Je n'pleure pas beaucoup, et sans faire de bruit 
Mais éternellement, comme tombe la pluie. 
En effet, savez-vous, mon soleil c'était vous, 
Et mon dernier tourment, le souvenir de vous. 

Jusqu'au fond de la terre je serai prisonnier 
Du reflet de mémoire sur l'eau de nos regards. 
Jusqu'au bout de ma vie, votre image chérie 
Troublera le miroir de mes rêves meurtris. 

Je ne pleurerai pas, ou si peu, que personne, 
Ne saura qu'en mon cœur un angélus résonne, 
Qui appelle le coucher du soleil sur ma peine, 
Et toutes mes nuits désormais seront vaines. 

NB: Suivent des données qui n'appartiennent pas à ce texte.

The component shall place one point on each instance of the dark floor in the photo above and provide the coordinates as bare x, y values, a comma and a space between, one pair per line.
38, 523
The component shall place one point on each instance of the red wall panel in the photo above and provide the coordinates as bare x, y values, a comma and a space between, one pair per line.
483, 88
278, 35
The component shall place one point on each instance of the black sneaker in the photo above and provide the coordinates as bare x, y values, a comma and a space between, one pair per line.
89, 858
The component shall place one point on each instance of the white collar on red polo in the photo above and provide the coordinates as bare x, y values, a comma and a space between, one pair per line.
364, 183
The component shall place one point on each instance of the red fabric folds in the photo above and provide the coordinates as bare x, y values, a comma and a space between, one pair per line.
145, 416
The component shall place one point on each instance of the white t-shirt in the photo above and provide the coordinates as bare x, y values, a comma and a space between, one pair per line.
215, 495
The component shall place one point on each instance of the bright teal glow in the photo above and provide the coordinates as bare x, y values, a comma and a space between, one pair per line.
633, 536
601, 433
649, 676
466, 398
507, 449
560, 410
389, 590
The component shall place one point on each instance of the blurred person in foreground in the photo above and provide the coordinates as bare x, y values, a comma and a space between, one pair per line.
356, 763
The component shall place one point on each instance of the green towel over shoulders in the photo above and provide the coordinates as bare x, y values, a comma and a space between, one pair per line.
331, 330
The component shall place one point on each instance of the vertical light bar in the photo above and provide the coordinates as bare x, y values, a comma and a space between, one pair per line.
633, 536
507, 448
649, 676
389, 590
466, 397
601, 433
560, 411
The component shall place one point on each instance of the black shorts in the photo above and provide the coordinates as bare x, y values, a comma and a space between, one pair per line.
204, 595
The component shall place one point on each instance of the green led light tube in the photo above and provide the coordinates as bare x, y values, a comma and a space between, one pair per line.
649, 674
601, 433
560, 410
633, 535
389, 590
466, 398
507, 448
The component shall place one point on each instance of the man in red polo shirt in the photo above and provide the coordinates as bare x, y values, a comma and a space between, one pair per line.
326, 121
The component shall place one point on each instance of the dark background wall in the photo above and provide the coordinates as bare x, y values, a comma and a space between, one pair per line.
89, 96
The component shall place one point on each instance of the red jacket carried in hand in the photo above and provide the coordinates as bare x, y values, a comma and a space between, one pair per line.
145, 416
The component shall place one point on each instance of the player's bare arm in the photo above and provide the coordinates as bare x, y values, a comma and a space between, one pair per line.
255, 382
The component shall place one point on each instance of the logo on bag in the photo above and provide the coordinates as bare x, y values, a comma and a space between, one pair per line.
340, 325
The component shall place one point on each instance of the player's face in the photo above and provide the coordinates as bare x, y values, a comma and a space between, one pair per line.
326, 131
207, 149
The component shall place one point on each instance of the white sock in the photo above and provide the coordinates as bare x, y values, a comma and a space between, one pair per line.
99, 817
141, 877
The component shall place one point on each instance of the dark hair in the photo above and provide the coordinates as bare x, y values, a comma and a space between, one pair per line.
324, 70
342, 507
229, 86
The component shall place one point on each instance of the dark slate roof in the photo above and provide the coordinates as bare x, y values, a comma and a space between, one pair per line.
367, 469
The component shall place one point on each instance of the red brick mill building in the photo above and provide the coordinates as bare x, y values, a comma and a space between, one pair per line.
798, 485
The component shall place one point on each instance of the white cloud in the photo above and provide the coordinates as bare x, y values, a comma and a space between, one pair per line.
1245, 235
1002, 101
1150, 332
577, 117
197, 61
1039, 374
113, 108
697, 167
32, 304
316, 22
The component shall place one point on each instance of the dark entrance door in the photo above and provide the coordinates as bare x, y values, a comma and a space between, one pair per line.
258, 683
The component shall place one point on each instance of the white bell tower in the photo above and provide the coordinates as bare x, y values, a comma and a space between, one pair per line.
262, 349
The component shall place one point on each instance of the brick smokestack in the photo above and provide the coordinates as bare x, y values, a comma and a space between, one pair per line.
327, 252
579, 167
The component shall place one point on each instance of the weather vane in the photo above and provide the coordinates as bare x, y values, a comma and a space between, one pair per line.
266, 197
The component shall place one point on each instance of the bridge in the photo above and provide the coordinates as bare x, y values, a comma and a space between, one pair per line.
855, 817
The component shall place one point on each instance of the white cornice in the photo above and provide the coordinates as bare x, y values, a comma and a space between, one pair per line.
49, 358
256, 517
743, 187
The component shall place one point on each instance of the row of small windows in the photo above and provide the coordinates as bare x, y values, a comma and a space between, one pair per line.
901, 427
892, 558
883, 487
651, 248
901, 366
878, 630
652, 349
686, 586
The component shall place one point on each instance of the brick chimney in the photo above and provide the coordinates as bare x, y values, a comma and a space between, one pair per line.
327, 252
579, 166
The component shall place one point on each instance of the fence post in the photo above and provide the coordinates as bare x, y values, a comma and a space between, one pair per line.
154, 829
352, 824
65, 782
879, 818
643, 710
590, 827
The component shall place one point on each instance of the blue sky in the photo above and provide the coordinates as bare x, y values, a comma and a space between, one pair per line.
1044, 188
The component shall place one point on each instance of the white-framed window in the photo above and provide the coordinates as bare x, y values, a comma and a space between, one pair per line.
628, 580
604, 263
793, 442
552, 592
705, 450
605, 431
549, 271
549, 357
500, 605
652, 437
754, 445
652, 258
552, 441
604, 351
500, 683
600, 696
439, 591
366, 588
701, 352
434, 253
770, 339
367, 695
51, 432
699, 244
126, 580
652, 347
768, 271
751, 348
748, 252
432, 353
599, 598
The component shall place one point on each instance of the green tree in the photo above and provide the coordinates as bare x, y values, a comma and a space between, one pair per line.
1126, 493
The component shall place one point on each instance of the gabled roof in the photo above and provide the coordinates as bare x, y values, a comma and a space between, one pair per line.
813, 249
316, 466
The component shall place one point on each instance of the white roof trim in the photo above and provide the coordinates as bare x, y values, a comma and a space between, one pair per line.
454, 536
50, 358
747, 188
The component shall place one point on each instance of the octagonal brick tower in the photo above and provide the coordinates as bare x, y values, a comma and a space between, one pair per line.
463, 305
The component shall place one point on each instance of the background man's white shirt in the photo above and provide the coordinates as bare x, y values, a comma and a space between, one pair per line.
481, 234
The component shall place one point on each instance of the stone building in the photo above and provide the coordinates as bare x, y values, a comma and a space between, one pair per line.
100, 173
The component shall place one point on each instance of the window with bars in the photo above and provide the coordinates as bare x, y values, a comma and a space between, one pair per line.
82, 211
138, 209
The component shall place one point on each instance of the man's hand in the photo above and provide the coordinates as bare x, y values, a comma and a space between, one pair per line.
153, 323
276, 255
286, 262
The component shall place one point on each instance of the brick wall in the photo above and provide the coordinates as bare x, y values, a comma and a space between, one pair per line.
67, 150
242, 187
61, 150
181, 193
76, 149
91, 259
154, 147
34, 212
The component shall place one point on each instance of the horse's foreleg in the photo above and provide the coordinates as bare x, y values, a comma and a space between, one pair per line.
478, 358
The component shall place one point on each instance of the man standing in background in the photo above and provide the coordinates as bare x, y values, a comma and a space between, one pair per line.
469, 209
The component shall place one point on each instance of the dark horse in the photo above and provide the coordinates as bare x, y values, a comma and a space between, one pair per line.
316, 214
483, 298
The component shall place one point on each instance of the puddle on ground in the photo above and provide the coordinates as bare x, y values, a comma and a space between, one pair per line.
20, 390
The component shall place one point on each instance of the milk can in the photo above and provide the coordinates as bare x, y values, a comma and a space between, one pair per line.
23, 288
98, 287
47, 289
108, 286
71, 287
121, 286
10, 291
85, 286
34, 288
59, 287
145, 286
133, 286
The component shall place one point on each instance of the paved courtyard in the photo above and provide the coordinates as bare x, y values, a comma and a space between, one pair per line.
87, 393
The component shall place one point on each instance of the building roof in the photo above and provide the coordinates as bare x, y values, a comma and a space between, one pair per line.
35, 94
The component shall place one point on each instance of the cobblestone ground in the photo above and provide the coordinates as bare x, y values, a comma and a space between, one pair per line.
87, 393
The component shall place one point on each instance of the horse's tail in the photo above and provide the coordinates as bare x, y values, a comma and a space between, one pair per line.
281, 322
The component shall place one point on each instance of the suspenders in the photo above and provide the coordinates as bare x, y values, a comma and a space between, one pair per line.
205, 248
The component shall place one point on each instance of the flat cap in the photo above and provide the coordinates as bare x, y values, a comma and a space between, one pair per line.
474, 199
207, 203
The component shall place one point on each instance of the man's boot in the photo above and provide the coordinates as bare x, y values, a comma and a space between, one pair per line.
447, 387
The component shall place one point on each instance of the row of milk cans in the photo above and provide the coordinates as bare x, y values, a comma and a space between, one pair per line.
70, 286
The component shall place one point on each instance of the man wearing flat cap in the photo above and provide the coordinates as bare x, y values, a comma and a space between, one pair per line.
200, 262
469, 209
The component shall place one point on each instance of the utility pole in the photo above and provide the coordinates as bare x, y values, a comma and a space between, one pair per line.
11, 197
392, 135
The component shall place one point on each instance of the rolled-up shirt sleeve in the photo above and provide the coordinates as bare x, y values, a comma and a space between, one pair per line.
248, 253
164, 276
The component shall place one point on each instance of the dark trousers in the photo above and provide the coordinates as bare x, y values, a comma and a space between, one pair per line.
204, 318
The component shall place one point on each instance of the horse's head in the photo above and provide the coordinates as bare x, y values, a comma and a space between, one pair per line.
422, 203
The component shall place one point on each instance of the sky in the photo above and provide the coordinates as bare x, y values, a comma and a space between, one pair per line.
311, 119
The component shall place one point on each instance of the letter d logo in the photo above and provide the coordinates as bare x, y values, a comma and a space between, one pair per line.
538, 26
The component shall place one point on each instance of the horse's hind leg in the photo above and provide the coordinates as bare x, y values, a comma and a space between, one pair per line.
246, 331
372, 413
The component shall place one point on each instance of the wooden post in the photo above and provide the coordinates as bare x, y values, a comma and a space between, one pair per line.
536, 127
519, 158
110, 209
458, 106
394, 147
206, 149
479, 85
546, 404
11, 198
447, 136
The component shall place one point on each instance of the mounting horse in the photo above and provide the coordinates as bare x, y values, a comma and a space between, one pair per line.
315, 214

Si un jour votre doigt vient essuyer mes larmes, 
Alors je pleurerai ma joie sur votre main, 
Oubliant l'angélus, oubliant les alarmes, 
Oubliant qu'hier encore, je serais mort demain. 

2003
 
 

La Dame du Lac

(Poème-polar, hommage à Raymond CHANDLER)

Des vagues de silence noient les ports de l'angoisse ;
La nuit aux gants de brume broient les cours de passage ;
Un pont de solitude enjambe le paysage
Où des oiseaux strideurs battent la nuit qui poisse.

Une eau noire sur la plage dépose un baiser froid : 
La mémoire du lac se rappelle l'hiver.
L'encre des sapins dresse à l'horizon sa mer.
Nous ne sommes que trois : toi, le lac et moi.

Mais toi, tu n'es qu'une ombre indécise et rapide,
Une présence imprécise que je sais sans la voir.
J'allume une cigarette pour hâter mon suicide,
D'une flamme furtive, morte-née dans le noir.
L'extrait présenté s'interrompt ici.